I dunno, you make some valid points, I don't know how this boot and binding combo would fit. But when someone comes to the forum with a post like this, I assume he's not straight up lying to give Rome bad rep. Let's see if there are others with the same setup


----------



## Leo

init said:


> I dunno, you make some valid points, I don't know how this boot and binding combo would fit. But when someone comes to the forum with a post like this, I assume he's not straight up lying to give Rome bad rep. Let's see if there are others with the same setup


Wow guys, come on... I'm not calling him a liar at all. I respect crazyface's opinion. I am just taking what he said about visiting a shop and making my assumptions that the shop guy didn't adjust the bindings for him. 

Maybe crazyface had a tool or asked for one and changed the setting himself I dunno. He didn't mention it so that is why I was left to my assumptions.

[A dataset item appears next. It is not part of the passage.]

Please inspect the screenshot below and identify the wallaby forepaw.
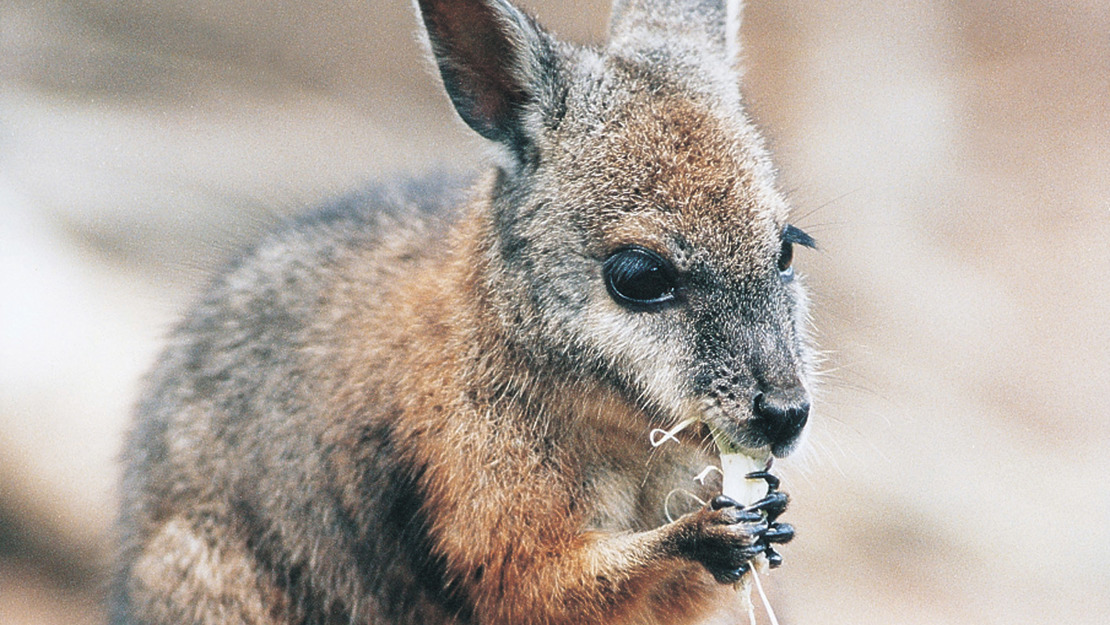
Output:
[678,480,794,584]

He also states that DC has low profile boots and people with even size 10.5 are complaining about the fit on a L/XL. I have the 2011 Burton Restricted Hails with shrinkage tech on a 9.5 and I can adjust the L/XL to fit fine. So when I see people saying they have size 10+ boots that are low profile that won't fit L/XL Bosses, I find that very hard to believe. My boots have a profile of 8.5 normal boots. So with that in mind, those size 10 DC's must have the profile of a boot under 8.5.

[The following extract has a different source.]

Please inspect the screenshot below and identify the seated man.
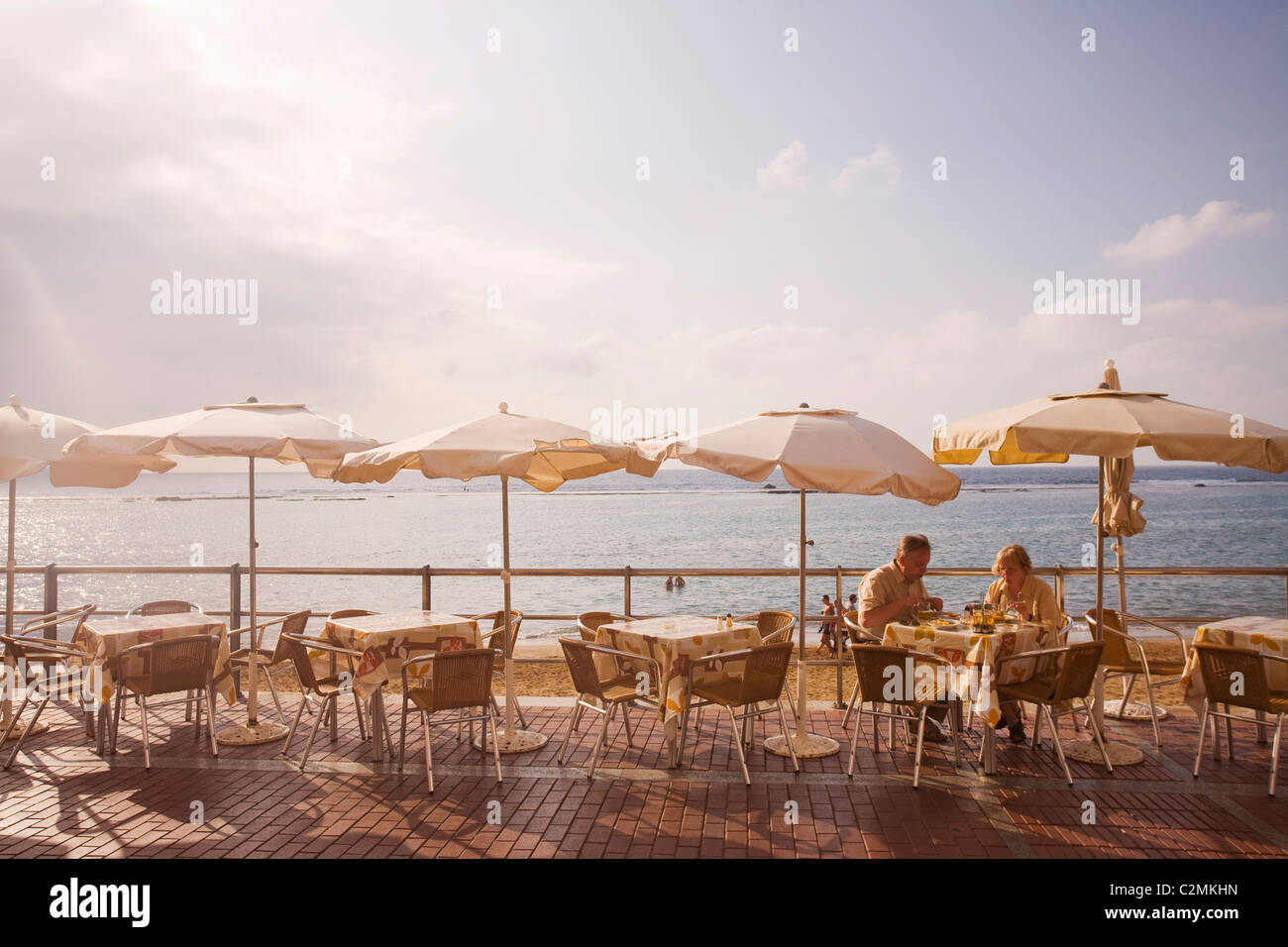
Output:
[855,533,948,742]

They aren't talking about width here. They are just talking about not being able to tighten the straps enough. I really wish I could meet crazyface and set him up in my bindings. I'm very confident that I can adjust them to fit.

This is the very reason why I'm not upset at crazyface, rather the shop employee who obviously did not help him.

@Crazyface: I'm not calling you a retard bro. You are just misunderstanding my posts. Sorry for any offense. I do have a big mouth and I have not been able to ride much this season so gear talk is my outlet


----------



## init

Leo said:


> Wow guys, come on... I'm not calling him a liar at all. I respect crazyface's opinion. I am just taking what he said about visiting a shop and making my assumptions that the shop guy didn't adjust the bindings for him.
> 
> Maybe crazyface had a tool or asked for one and changed the setting himself I dunno. He didn't mention it so that is why I was left to my assumptions.
> 
> He also states that DC has low profile boots and people with even size 10.5 are complaining about the fit on a L/XL. I have the 2011 Burton Restricted Hails with shrinkage tech on a 9.5 and I can adjust the L/XL to fit fine. So when I see people saying they have size 10+ boots that are low profile that won't fit L/XL Bosses, I find that very hard to believe. My boots have a profile of 8.5 normal boots. So with that in mind, those size 10 DC's must have the profile of a boot under 8.5.
> 
> They aren't talking about width here. They are just talking about not being able to tighten the straps enough. I really wish I could meet crazyface and set him up in my bindings. I'm very confident that I can adjust them to fit.
> 
> This is the very reason why I'm not upset at crazyface, rather the shop employee who obviously did not help him.
> 
> @Crazyface: I'm not calling you a retard bro. You are just misunderstanding my posts. Sorry for any offense. I do have a big mouth and I have not been able to ride much this season so gear talk is my outlet


I really didn't mean for that post to make it look like you think he's lying Leo. My apologies if that's how it came out.
Would be interesting to see if anyone else is using the same setup still


----------



## Leo

init said:


> I really didn't mean for that post to make it look like you think he's lying Leo. My apologies if that's how it came out.
> Would be interesting to see if anyone else is using the same setup still


I'm thinking about doing a picture tutorial about this now seeing as I have very low profile Hails and L/XL 390 Bosses. My bindings are already taken apart and I have to mess with them anyway to replace ladders. Might as well take some pictures and show the various adjustment possibilities.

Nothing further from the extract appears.